Mesajı Okuyun
Old 19-07-2007, 23:34   #21
Av.Cengiz Aladağ

 
Varsayılan

Soru:
Alıntı:
Savcılıkta ki dosyayı avukat vekaletname sunmaksızın dosyayı inceleme yetkisi varmıdır ?

Sorudan anladığım: "Soruşturma aşamasında müdafi ya da vekilin, soruşturma dosyasını inceleme yetkisi var mıdır?"

Yasa metinleri ve gerekçeler:

C.M.K. 2/c-d-e:
"c) Müdafi: Şüpheli veya sanığın ceza muhakemesinde savunmasını yapan avukatı,
d) Vekil: Katılan, suçtan zarar gören veya malen sorumlu kişiyi ceza muhakemesinde temsil eden avukatı,
e) Soruşturma: Kanuna göre yetkili mercilerce suç şüphesinin öğrenilmesinden iddianamenin kabulüne kadar geçen evreyi,
...
İfade eder."

C.M.K. 149/3:

"Soruşturma ve kovuşturma evrelerinin her aşamasında avukatın, şüpheli veya sanıkla görüşme, ifade alma veya sorgu süresince yanında olma ve hukukî yardımda bulunma hakkı engellenemez, kısıtlanamaz."

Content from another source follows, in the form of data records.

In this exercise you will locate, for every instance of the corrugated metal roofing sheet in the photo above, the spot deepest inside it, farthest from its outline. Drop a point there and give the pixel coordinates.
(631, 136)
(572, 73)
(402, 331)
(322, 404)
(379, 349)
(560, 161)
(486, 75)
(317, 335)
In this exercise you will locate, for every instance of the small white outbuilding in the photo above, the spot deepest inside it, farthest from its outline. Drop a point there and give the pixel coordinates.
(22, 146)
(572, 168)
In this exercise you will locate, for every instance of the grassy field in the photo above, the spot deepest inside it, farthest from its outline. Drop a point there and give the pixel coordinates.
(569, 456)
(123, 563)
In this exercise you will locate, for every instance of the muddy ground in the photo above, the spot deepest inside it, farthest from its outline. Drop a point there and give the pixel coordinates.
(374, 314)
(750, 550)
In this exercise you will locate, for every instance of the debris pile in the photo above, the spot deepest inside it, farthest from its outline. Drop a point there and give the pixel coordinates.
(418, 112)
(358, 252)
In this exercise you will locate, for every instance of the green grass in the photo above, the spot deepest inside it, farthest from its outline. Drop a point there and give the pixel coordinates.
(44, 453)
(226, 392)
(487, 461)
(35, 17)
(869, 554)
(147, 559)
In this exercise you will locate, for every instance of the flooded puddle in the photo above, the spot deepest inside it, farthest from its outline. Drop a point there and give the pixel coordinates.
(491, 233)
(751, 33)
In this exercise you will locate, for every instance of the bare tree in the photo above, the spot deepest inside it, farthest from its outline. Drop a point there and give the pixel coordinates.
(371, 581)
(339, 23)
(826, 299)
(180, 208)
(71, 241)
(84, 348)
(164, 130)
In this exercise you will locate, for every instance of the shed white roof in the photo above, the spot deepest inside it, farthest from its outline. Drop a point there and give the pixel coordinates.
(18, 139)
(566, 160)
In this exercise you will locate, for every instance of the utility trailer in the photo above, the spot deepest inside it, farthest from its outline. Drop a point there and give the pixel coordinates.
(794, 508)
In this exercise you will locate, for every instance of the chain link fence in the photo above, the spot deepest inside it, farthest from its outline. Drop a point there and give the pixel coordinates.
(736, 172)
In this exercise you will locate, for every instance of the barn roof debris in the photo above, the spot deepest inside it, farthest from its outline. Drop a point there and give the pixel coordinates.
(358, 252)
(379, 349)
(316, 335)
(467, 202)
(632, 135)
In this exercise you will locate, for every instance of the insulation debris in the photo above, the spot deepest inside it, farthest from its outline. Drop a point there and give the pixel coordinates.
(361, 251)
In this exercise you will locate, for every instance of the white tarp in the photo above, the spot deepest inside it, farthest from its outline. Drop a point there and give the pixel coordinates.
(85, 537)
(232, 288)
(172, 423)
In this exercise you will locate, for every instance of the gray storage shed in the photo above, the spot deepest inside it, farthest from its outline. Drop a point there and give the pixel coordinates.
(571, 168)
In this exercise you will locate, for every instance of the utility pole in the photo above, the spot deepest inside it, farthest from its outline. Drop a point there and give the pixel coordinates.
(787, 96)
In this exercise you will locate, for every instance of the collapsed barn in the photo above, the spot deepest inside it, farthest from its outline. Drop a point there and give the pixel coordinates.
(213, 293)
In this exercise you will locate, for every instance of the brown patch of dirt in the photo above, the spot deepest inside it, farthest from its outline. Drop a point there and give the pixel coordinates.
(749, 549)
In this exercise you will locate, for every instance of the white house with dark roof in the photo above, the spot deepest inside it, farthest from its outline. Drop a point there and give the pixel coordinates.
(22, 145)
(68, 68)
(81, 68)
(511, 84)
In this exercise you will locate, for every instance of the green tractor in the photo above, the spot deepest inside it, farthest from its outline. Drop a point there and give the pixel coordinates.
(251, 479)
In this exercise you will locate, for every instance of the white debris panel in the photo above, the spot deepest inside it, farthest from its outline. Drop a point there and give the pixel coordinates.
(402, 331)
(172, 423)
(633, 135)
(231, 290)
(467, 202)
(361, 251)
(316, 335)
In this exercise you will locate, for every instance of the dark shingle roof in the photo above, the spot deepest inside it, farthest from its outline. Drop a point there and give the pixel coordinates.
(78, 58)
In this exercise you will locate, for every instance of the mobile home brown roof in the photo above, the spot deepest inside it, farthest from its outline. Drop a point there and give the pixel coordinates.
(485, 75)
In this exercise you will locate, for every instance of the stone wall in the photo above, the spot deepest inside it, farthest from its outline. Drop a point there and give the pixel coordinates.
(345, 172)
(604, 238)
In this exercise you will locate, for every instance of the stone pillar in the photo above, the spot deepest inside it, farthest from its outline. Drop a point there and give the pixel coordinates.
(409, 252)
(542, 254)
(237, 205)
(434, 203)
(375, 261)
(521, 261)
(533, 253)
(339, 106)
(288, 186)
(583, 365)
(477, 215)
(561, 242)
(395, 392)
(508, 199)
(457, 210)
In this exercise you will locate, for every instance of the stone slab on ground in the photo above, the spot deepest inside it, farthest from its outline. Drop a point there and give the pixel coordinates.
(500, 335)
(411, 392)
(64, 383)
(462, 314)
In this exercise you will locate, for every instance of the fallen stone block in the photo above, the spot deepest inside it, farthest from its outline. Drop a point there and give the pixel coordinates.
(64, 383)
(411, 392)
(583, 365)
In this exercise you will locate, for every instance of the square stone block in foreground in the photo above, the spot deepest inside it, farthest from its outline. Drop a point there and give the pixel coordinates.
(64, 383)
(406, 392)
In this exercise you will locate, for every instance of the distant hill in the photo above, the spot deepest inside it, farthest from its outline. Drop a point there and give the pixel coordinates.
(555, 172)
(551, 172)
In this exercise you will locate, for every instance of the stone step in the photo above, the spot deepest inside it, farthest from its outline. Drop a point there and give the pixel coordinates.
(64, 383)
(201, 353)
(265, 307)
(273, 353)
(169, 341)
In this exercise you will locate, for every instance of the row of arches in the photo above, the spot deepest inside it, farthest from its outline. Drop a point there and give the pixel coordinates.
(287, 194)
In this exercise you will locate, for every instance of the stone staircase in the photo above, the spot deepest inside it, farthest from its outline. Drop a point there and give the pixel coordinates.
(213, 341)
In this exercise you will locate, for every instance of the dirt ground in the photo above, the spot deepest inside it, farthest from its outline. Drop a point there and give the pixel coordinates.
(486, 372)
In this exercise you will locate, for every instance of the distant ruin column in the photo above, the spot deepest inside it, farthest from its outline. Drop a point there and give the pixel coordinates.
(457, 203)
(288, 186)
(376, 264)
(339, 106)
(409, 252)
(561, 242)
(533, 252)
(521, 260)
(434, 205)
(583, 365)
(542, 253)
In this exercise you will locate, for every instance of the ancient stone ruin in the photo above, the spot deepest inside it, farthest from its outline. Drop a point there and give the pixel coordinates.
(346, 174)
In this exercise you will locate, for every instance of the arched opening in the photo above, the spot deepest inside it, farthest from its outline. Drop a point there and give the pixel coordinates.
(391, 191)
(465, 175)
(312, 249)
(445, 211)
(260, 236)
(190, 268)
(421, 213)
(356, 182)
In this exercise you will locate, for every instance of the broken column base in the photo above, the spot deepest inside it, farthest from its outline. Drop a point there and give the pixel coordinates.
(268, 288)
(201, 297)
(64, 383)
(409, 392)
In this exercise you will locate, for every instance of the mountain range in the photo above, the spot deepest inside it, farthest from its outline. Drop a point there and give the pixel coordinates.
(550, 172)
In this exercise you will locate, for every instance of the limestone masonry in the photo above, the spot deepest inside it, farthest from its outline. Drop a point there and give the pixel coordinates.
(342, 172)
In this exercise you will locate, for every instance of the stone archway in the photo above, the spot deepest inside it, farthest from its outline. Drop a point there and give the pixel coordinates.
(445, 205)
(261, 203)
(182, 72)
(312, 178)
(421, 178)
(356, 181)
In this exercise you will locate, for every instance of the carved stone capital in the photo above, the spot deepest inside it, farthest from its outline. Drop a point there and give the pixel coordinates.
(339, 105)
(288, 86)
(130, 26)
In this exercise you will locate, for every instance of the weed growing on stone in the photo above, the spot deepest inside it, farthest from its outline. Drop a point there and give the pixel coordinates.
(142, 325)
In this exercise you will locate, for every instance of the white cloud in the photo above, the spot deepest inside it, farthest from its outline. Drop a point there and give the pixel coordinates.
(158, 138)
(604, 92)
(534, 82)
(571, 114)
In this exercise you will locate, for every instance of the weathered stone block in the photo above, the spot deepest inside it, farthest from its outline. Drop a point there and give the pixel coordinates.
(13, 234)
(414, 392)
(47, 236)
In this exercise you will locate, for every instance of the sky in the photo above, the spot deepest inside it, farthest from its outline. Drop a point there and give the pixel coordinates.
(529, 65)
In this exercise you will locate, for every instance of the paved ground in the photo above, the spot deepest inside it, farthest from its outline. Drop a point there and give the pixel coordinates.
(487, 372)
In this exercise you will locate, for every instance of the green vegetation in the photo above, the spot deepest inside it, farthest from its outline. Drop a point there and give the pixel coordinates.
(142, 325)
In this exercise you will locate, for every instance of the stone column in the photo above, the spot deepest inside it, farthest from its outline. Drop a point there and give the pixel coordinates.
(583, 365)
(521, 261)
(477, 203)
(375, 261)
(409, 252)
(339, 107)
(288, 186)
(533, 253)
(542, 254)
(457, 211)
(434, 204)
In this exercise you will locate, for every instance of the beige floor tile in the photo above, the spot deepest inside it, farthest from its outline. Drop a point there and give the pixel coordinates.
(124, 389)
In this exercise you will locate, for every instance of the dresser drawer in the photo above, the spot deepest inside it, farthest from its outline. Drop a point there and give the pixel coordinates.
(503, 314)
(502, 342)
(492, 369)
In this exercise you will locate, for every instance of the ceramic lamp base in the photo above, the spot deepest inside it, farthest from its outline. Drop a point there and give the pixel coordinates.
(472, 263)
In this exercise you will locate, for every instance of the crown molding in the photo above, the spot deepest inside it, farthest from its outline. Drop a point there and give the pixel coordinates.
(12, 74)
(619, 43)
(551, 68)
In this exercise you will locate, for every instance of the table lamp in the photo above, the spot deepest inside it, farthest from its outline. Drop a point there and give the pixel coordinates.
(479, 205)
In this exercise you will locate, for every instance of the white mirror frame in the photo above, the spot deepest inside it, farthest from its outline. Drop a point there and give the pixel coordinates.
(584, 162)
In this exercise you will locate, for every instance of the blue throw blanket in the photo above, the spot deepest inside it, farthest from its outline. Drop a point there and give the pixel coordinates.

C.M.K. 149. madde gerekçesi:

"Çağdaş karşılaştırmalı ceza usul hukuku, suç nedeni ile takibatta bulunan ve takip edilen arasında çok daha büyük bir eşitlik tesis edecek surette şüpheli ve sanığın haklarını düzenlemiş bulunmaktadır. Bugün savcı, şüpheli ve sanık öğrenmek, katılmak ve eleştirmek haklarına sahiptirler. Ancak bu haklar ve özellikle öğrenmek hakkı, geçen yüzyılın sonunda elde edilmiştir ve bir zafer olarak nitelendirilmelidir. Avrupa hukukunda geçen yüzyılın sonunda kanun koyucular, ilgilinin bir avukatın yardımından yararlanabilmesini öngörmüşlerdir. Ancak avukatın dosyayı bilmek, ona ulaşmak hakkını, bazı kanunlar değişik tarzda düzenlemiş bulunuyorlar.
Bu madde, şüpheli veya sanığın soruşturma ve kovuşturma evrelerinin her aşamasında bir veya birden fazla avukatın yardımından yararlanabileceğini kabul ediyor ve avukat sayısı bakımından bazı Batı kanunlarından farklı olarak buna kovuşturma evresinde bir sınırlama da getirmiyor. Ancak soruşturma evresinde bu sayı üçü geçemeyecektir.
Maddenin son fıkrası, avukatın şüpheli veya sanıkla olan ilişkisini ve haklarını belirtmektedir. Bu haklar:
1. Soruşturma veya kovuşturmanın her aşamasında şüpheli veya sanıkla görüşebilmesi,
2. İfade alma ve sorgu süresince adı geçenlerin yanında bulunabilmesi,
3. İlgiliye hukukî yardımda bulunabilmesidir.
Bunlar elbette ki, şüpheli ve sanığın da haklarıdır. Bu hakları engelleyici veya kısıtlayıcı her eylem yasaktır ve savunma haklarının ihlâlini oluşturacaktır.
Madde, bu hükümleri itibarıyla, Batı kanunlarının sağladıklarına göre avukata daha geniş haklar sağlamış bulunmaktadır."

C.M.K. 153:

"[1] Müdafi, soruşturma evresinde dosya içeriğini inceleyebilir ve istediği belgelerin bir örneğini harçsız olarak alabilir.
[2] Müdafiin dosya içeriğini incelemesi veya belgelerden örnek alması, soruşturmanın amacını tehlikeye düşürebilecek ise, Cumhuriyet savcısının istemi üzerine, sulh ceza hâkiminin kararıyla bu yetkisi kısıtlanabilir.
[3] Yakalanan kişinin veya şüphelinin ifadesini içeren tutanak ile bilirkişi raporları ve adı geçenlerin hazır bulunmaya yetkili oldukları diğer adlî işlemlere ilişkin tutanaklar hakkında, ikinci fıkra hükmü uygulanmaz.
[4] (5353 sk. değ.) Müdafi, iddianamenin mahkeme tarafından kabul edildiği tarihten itibaren dosya içeriğini ve muhafaza altına alınmış delilleri inceleyebilir; bütün tutanak ve belgelerin örneklerini harçsız olarak alabilir.
[5] Bu maddenin içerdiği haklardan suçtan zarar görenin vekili de yararlanır."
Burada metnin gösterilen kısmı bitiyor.